One day, Laurie and her friend, Nicky (Bong Regala) take a vacation on a secluded island with their helpers, Mang Isko (Angel Confiado) and Aling Sela (Rustica Carpio). On the day they are supposed to leave, their boat never comes and there is no other way to contact them. In an argument, Laurie leaves Nicky and goes into the woods. Before she ventures further, she is spotted by Mang Isko and stops her from going in even more. Laurie talks to Aling Sela at her house. Laurie tells her about the woods but Aling Sela talks to her that she shouldn't go back as well.

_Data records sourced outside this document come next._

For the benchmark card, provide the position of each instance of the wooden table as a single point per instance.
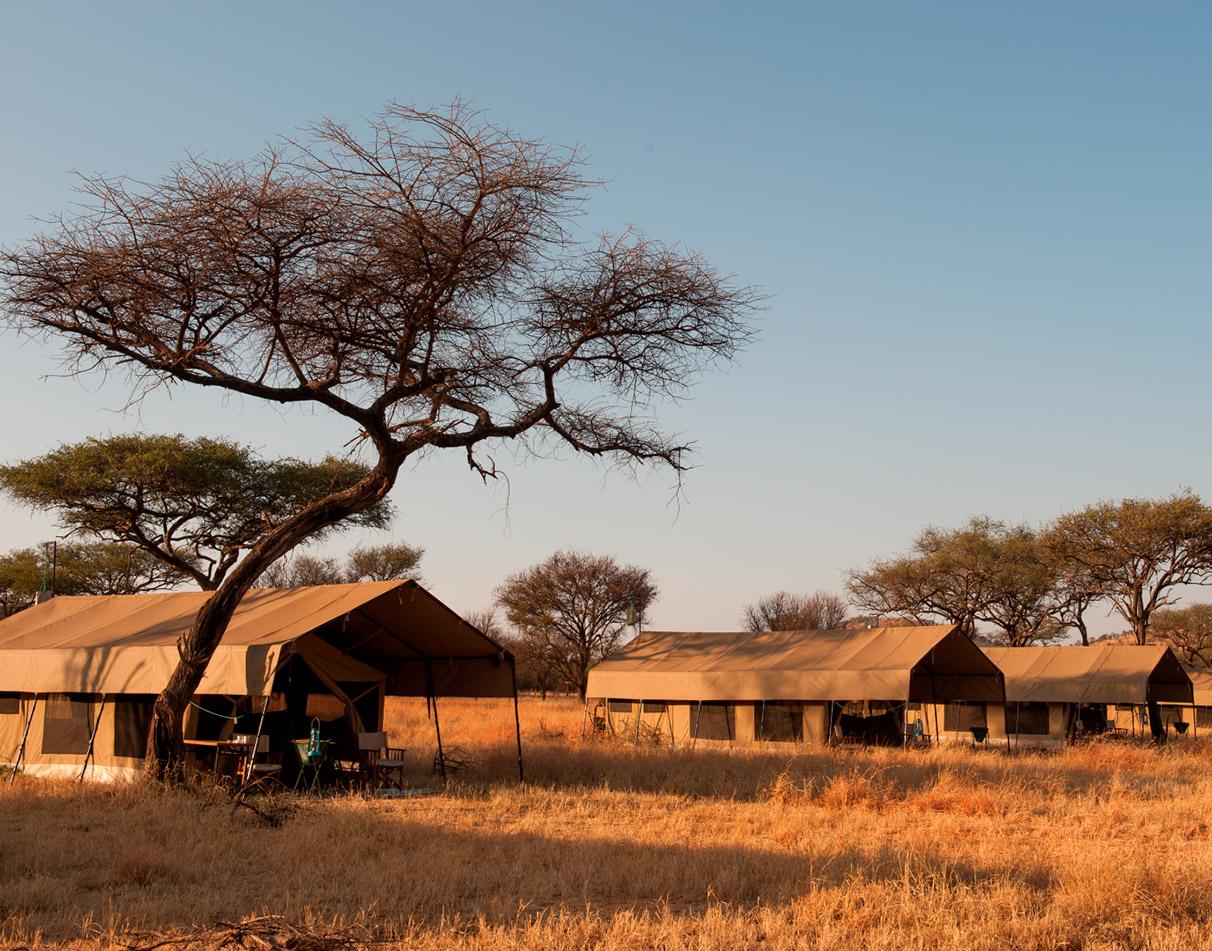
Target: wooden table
(224, 748)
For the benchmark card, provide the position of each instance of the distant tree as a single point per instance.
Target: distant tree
(1074, 590)
(784, 611)
(418, 281)
(1022, 594)
(573, 609)
(984, 571)
(1136, 553)
(383, 562)
(195, 504)
(81, 569)
(364, 563)
(948, 576)
(1188, 630)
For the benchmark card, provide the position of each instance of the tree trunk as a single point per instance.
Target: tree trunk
(165, 750)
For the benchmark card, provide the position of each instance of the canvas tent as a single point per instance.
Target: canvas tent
(785, 685)
(1056, 693)
(78, 674)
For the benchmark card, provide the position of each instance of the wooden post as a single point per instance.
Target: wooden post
(438, 728)
(92, 738)
(518, 722)
(24, 737)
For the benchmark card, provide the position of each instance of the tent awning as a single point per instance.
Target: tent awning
(392, 631)
(1101, 674)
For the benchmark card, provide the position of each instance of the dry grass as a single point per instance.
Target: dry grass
(616, 846)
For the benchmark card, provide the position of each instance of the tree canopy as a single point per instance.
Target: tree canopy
(95, 568)
(784, 611)
(1188, 630)
(572, 611)
(364, 563)
(419, 280)
(195, 504)
(984, 571)
(1136, 553)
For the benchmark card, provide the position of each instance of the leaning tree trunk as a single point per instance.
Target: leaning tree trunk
(165, 750)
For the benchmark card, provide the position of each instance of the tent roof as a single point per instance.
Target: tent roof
(1201, 680)
(880, 663)
(1096, 674)
(127, 643)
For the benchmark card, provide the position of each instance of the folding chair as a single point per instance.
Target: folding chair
(379, 762)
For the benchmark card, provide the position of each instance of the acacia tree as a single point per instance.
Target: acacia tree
(1022, 601)
(947, 576)
(783, 611)
(573, 609)
(1135, 553)
(419, 281)
(196, 505)
(984, 571)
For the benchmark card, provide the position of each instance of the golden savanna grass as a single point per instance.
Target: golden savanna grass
(632, 847)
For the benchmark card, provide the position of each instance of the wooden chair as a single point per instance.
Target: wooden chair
(381, 765)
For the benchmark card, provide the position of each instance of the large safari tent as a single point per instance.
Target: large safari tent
(1057, 693)
(78, 675)
(816, 687)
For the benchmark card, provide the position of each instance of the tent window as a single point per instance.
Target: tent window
(212, 714)
(961, 716)
(324, 706)
(1028, 720)
(779, 722)
(67, 723)
(132, 721)
(713, 721)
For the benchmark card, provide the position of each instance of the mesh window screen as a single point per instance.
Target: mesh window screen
(1028, 720)
(713, 721)
(67, 723)
(779, 722)
(961, 716)
(132, 720)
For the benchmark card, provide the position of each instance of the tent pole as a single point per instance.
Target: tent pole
(256, 740)
(438, 727)
(261, 723)
(24, 737)
(92, 738)
(1004, 711)
(518, 722)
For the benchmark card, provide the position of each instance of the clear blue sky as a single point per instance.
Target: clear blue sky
(985, 230)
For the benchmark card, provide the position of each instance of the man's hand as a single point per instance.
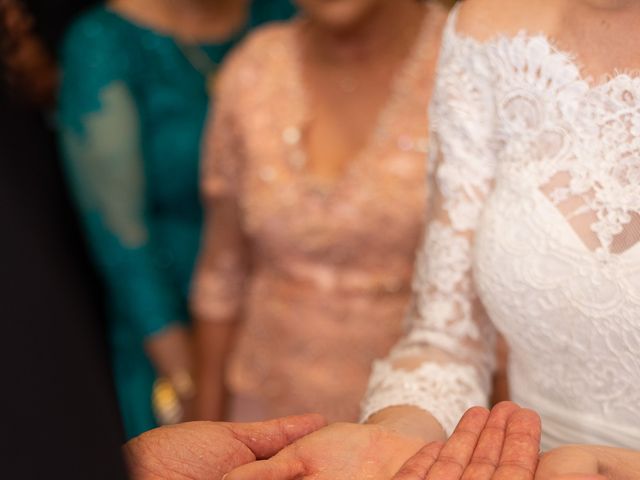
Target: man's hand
(499, 445)
(342, 451)
(207, 451)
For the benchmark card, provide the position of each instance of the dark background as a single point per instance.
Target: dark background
(59, 418)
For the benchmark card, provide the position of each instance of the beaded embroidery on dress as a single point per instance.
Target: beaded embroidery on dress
(536, 222)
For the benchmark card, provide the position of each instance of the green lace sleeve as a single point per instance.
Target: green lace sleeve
(101, 140)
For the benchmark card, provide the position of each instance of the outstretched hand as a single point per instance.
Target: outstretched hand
(499, 445)
(207, 450)
(342, 451)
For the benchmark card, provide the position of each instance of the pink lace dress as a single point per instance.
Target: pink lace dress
(331, 266)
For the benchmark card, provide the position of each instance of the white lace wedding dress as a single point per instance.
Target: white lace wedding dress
(535, 233)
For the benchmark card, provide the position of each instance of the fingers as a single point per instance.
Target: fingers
(280, 467)
(265, 439)
(579, 476)
(486, 456)
(521, 448)
(458, 450)
(570, 462)
(417, 467)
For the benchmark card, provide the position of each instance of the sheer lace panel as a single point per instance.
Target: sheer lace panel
(444, 363)
(537, 213)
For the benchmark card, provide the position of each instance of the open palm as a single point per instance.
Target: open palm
(341, 451)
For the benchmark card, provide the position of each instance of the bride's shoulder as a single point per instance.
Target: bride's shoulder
(486, 19)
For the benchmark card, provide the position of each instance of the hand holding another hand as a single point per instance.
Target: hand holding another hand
(499, 445)
(207, 450)
(341, 451)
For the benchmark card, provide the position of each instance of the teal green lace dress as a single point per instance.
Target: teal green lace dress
(132, 107)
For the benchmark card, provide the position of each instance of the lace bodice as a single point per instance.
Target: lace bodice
(535, 226)
(325, 292)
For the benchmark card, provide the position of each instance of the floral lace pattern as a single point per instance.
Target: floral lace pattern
(536, 221)
(325, 293)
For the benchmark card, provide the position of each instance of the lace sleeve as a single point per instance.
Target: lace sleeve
(444, 363)
(222, 264)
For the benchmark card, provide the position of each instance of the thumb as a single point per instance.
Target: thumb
(265, 439)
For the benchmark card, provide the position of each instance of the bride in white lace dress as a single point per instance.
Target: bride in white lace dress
(535, 233)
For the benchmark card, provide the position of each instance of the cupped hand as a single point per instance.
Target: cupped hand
(499, 445)
(207, 450)
(342, 451)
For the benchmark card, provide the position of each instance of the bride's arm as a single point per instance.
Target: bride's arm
(443, 365)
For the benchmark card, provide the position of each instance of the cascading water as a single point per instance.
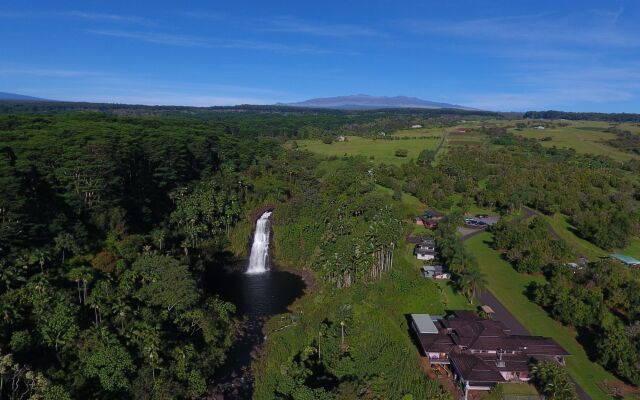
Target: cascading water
(260, 247)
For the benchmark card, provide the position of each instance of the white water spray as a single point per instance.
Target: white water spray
(260, 247)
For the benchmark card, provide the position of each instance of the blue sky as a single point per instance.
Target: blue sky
(495, 55)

That night, Laurie goes back into the woods and encounters a man (Monsour del Rosario) playing an instrument and gestures to come with him. Before she comes closer, she is spotted by Nicky and tells her that they should go back and sleep and the man suddenly disappears. The next day, Laurie wakes up to find that Nicky has grown ill. He is treated by Aling Basyon (Aida Carmona), the island's healer. When Laurie tells Mang Isko and Aling Sela what happened, Aling Basyon advises her not to go back, never go with the man and never eat his food, because he's not actually a human.

In an act of desperation, Laurie decides to ask for the man's help. She finds him at the same tree he was at last night and he tells her to follow him to a healer. While traveling through the woods, Laurie asks for the man's name, guessing that it's Victor, which is right. When they arrive at a house in the woods, they go inside. Victor tells her about his home and that they should rest before talking about Nicky. Laurie, suspicious, turns down his offer to live in the house. Victor insists that they should stay and eat, giving Laurie a grape. Laurie refuses and escapes, much to Victor's dismay, and turns into his real self.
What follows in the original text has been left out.